Conozco personalmente todas las fincas del Grupo Mónico, y por eso he realizado allí en los últimos años un montón de nuestras editoriales y por eso también entiendo que siempre tengan su calendario de bodas a rebosar.

Sus espacios, a simple vista, necesitan poca explicación: sus inmensos jardines, las casas principales que los acompañan, las vistas espectaculares… hablan por sí solas.

A las 4 fincas para bodas que gestiona el Grupo Mónico a cual más bonita y con más encanto, se une la calidad de su gastronomía, puesta en escena y un mimo dedicado a los detalles. Es la seguridad de saber que vas a organizar una fiesta irrepetible lo que hace que sus novios decidan reservar la fecha de su gran día en el Grupo Mónico.

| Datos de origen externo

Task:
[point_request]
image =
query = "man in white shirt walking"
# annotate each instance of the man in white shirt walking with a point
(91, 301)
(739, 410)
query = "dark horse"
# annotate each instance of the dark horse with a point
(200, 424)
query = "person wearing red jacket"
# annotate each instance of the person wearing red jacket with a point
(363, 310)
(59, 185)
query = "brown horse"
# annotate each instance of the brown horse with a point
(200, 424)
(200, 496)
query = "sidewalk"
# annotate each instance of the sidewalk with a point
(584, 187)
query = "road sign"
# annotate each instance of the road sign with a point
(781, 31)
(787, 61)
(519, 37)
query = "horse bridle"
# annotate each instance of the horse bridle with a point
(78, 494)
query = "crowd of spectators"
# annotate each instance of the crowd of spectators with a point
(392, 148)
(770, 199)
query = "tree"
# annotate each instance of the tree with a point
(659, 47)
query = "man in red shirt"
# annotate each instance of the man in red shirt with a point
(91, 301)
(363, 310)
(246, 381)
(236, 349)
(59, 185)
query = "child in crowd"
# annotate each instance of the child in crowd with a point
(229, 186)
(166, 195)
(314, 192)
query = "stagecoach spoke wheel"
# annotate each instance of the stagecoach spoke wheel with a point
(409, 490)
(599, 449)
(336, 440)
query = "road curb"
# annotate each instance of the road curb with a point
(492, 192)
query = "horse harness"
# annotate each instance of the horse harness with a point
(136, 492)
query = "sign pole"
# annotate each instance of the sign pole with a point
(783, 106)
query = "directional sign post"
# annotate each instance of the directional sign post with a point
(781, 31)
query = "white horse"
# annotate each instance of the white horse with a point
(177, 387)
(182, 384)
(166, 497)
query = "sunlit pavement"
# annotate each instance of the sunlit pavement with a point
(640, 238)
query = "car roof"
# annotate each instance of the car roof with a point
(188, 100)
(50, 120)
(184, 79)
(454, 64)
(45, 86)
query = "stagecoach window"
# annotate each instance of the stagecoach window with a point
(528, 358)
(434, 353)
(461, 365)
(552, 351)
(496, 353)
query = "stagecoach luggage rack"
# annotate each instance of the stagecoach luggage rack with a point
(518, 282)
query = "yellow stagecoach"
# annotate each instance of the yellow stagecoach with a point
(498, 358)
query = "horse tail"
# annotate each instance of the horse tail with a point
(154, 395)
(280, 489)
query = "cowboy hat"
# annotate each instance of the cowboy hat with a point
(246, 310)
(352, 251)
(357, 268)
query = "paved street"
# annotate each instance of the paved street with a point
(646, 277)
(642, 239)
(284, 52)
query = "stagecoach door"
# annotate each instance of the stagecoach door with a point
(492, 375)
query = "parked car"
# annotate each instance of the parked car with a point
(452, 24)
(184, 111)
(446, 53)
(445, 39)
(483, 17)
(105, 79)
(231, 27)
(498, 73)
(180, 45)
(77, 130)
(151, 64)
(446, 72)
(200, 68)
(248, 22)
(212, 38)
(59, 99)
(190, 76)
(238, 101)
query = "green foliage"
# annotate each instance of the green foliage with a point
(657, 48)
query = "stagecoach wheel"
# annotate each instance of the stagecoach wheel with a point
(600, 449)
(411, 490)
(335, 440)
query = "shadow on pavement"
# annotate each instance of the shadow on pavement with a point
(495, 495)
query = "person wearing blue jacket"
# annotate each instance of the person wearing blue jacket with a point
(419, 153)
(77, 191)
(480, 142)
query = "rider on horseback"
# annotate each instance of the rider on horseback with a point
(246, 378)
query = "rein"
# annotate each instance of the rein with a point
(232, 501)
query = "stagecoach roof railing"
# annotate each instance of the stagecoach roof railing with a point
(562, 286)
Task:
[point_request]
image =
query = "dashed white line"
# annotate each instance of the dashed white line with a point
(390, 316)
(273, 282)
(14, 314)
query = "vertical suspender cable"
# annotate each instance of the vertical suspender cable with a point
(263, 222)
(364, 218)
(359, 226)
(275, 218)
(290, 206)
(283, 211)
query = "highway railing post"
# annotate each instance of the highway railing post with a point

Por algo el Grupo Mónico cuenta con un selecto “club” de antiguos novios, entre los que se encuentran socialités, celebridades y políticos, que desde 1989 se enorgullecen de formar parte de la familia y de la historia de la casa. Podría decirse que muchos pedacitos de la historia reciente de Madrid se han vivido en Mónico.

Es importante resaltar, porque creo que no se presta en general suficiente atención a la seguridad legal e higiénico sanitaria, que Grupo Mónico te da la tranquilidad de contratar un proveedor que cumple toda la normativa. El desembolso que hacemos es tan importante que parece incomprensible -si lo comparamos con la compra de un coche- hacer una adquisición en un concesionario sin licencia.

Efectivamente es un día muy especial en la vida de una pareja, y creo que la ilusión que nos invade -a todos- durante los preparativos de nuestra boda hace que no nos pongamos en el peor escenario. Sin embargo, han sido muchas veces las que les han contactado parejas que se han quedado sin espacio de celebración a pocos días de su evento por problemas de licencias, quiebra, sanitarios etc. ¿Cuánto vale entonces la tranquilidad que Grupo Mónico aporta?

La Casa de Mónico, El Cortijo de Mónico, El Soto de Mónico y La Cañada de Mónico merece la pena ir a visitarlos para enamorarse in situ y reservar la fecha para 2023… ¡antes de que vuelen!

Un abrazo, Ana.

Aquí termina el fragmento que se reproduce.